My web interview with Release / Talking Drugs

Available here and reposted below with permission.

An Interview with Monica Barratt

Monica Barratt is a Melbourne-based research fellow at the National Drug Research Institute, Curtin University, Australia. Her PhD thesis, which has just been passed, was a mixed-methods study of online drug discussion. Monica is especially interested in how the the internet and other digital technologies intersect with drug use and drug market trends. Follow her at @monicabarratt

Can you describe, in few words, the current Australian legislation on drugs and give us an idea of the history of drug addiction in Australia?

Australia is a signatory to the UN Single Convention on Narcotic Drugs, 1961, which commits countries to a drug prohibition approach.
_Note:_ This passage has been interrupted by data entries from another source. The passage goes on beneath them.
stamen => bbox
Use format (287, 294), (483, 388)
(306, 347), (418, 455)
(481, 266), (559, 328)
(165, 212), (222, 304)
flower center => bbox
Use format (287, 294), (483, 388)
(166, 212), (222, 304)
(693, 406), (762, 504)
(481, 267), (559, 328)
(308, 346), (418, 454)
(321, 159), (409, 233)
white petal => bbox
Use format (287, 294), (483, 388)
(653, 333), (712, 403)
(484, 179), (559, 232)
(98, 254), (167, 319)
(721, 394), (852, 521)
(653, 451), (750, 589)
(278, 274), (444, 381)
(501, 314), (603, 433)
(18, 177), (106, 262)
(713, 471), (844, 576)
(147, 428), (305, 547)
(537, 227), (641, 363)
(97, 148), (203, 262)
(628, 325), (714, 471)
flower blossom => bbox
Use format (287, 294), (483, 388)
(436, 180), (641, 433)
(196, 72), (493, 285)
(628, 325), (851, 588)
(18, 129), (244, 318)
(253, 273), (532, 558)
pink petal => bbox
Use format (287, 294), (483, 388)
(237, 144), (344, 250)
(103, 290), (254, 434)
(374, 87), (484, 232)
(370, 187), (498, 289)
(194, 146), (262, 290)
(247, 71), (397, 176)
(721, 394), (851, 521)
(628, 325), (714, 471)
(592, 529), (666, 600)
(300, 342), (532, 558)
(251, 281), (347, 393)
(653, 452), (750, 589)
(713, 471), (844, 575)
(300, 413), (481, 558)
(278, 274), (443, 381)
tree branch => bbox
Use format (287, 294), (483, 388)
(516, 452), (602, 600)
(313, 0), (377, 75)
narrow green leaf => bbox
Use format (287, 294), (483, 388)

While we have historically prohibited the substances that the US prohibits (e.g., there was no documented cannabis use in Australia when we first prohibited it), we have also at times been ahead of other countries in implementing harm reduction both through services (e.g., needle/syringe exchanges in the 1980s, the medically supervised injecting centre in the 2000s) and through law reform (e.g., various states of Australia have decriminalised cannabis). Similarly to other parts of the world, Australia’s drug policy trajectory is affected by politics. The last 15 years of federal government in this country has been dominated by socially conservative politicians. In some cases, this context has hampered the implementation of harm reduction innovations, although in all cases, government support for vital initiatives such as the provision of clean injecting equipment has continued despite the conservative public rhetoric.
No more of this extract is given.